Uno de los líderes de opinión clave en la propagación de la droga es Ricardo Plancarte Sánchez, médico mexicano que ocupa una posición muy importante en el Instituto Nacional del Cáncer de México. Plancarte, que da charlas en seminarios de Mundipharma pero dice no cobrar por ello, lo tiene claro:

“Tenemos que trabajar para enseñar a las personas a utilizar más analgésicos. Si educamos a nuestros médicos y nuestros pacientes, haremos un buen uso de ellos y no ocurrirá como en Estados Unidos”.

En base a esta filosofía, la idea es implantar OxyContin en todo el mundo como un gran remedio contra el dolor crónico. Aunque es algo que podría solucionarse con baratas dosis de morfina, las empresas farmacéuticas prefieren optar por medicamentos como el OxyContin, mucho más caros y, por lo tanto, más rentables.

La búsqueda de nuevos pacientes ha llegado hasta España, uno de los estados donde más analgésicos se toman: el 18% de los encuestados en un estudio reciente reconocieron haber abusado alguna vez de ellos.

El uso del OxyContin dentro de nuestras fronteras aumenta a una velocidad considerable: desde 2007 hasta 2014, sus ventas se multiplicaron por siete. En la promoción del medicamento han participado personalidades que van desde la antigua Miss España María Reyes al presentador Josep Lobató -que sufre una grave enfermedad neurológica-.  

Todas ellas se unieron en el spot televisivo “Rebélate contra el dolor crónico” de 2013. Si bien no dicen el nombre específico de ninguna droga, claramente buscan animar al uso de analgésicos opioides como OxyContin.

“Si sigue las instrucciones del doctor, no tendrá problemas”.

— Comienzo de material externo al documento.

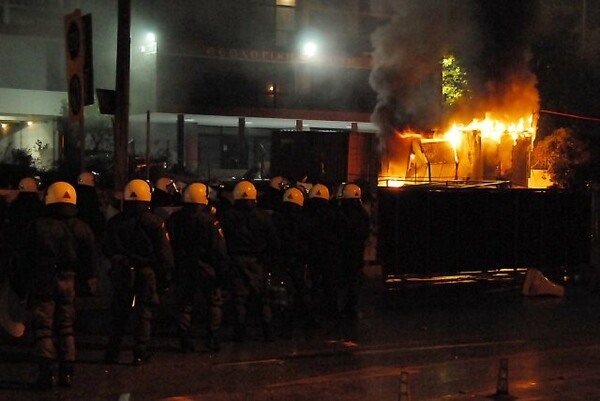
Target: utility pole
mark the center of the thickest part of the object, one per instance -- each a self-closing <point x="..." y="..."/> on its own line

Purdue Pharma y sus socios internacionales también buscan tener un papel fundamental en Asia. En China, el gobierno ha prometido a sus 1.400 millones de ciudadanos que tendrán seguro sanitario al final de la década, por lo que la empresa se ha comenzado a movilizarse para meter la cabeza en ese suculento mercado.

No lo tendrán fácil. El país asiático sigue teniendo un profundo temor a los opiáceos después de las consecuencias que tuvo la Guerra del Opio en el Siglo XIX.

La controversia que envuelve a Mundipharma también ha llegado hasta Chipre, donde el OxyContin es un problema reconocido. La empresa comenzó a comercializar su producto en la isla en 2008. En la actualidad, son miles los adictos que se cuentan en el país y el gobierno ya ha vinculado seis muertes al fármaco.

En total, la empresa busca tener presencia en hasta 122 mercados nuevos. Ya está comenzando a tener éxito en algunos de ellos y en otros incluso se empiezan a percibir los problemas que puede acarrear.

¿Aprenderán la lección de lo sucedido en EEUU o el problema se convertirá en un fenómeno global?